血糖値が急上昇すると一時的に多動的になる子どもはいますが、これは食品の血糖指数(GI)に関係します。ジャガイモなどに比べて砂糖のGIは中程度です。Vanderbilt大学が実施した23件の二重盲検実験では、砂糖を摂取しても子どもの行動や認知機能に影響がないことが示されました。対象は一般児童、砂糖感受性とされた児童、ADHDと診断された児童で、被験者も実験者もどちらが砂糖かプラセボか分からない状態で行われました。結果は砂糖と多動性の関連を支持しませんでした。ただし、極少数の子どもが個別に砂糖に過敏に反応する可能性は否定できません。

砂糖の種類で健康に差はある?

健康食品店やスーパーで販売されている「ナチュラル」や「オーガニック」なブラウンシュガーは、白砂糖より精製度が低いと宣伝されがちです。しかし、モラセスに含まれる微量の栄養素を除けば、これらも結局は砂糖です。ビート糖でもサトウキビ糖でも、ターボライズドでも添加物なしでも、体への影響は基本的に同じです。

砂糖摂取が糖尿病を引き起こす?

糖尿病はインスリンの分泌不足、またはインスリンに対する細胞の反応不全が原因です。
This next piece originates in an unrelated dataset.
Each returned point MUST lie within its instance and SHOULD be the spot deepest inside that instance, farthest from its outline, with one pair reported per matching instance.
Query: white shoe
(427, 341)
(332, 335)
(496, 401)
インスリンは血糖を調整するため、インスリンが機能しないと血中ブドウ糖が危険なほど上昇します。1型糖尿病は主に遺伝的要因が関与し、砂糖そのものが直接の原因ではありません。2型糖尿病は遺伝と生活習慣が組み合わさって発症リスクが高まりますが、過剰なカロリー摂取(砂糖に限らず脂質や炭水化物)と肥満が主要因です。したがって、砂糖だけが糖尿病を引き起こすわけではありません。

砂糖がシワの原因になる?

1980年代後半に、砂糖が体内タンパク質を損傷させ、心血管疾患や肥満リスクを高めると指摘されました。2008年の研究では、糖とタンパク質の間で生成される損傷物質が早期老化と関連していることが示されました。ただし、問題となるブドウ糖は砂糖だけでなく、単糖類、複合炭水化物、タンパク質や脂肪の分解でも生成されます。ブドウ糖は脳や体のエネルギー源として不可欠であり、完全に排除すれば老化が防げるわけではありません。適量を守り、バランスの取れた生活習慣を併せることで、肌の若々しさを保つ助けになります。